Quantifying genetic variation across multiple populations
Supervisor: David Balding
Available for: MSc only
Location: Melbourne Integrative Genomics, University of Melbourne
Project title: Quantifying genetic variation across multiple populations
Description: The genetic distance between two populations has traditionally been measured by a parameter called FST (S is for subpopulation, T is for total population). There has long been disagreement over its precise definition and the best way to estimate it.

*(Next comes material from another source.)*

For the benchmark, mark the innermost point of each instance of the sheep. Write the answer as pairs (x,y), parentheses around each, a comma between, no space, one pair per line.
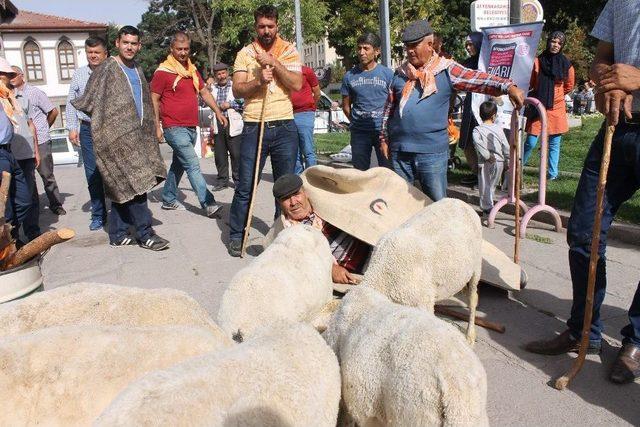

These disagreements became important with the advent of genome-wide genotype data, with estimates of inter-continental human genetic distances differing almost by a factor of two due to different definitions with different sensitivities to rare variants. The problem has now largely been resolved for pairs of populations, but there remains the problem of defining and estimating FST for multiple populations. A recent academic visitor to Melbourne, Dr Tristan Mary-Huard from AgroParisTech, France, made considerable progress in clarifying the definition and developing fast and efficient method-of-moments estimators of FST for multiple populations. He also developed a fast and simple procedure for building population trees in which the branch lengths correspond to FST. In this project we will develop this work further, in collaboration with Dr Mary-Huard, to construct more general graphical structures representing the genetic variation across a set of populations that may have had historical episodes of admixture, in particular the human populations of the Americas.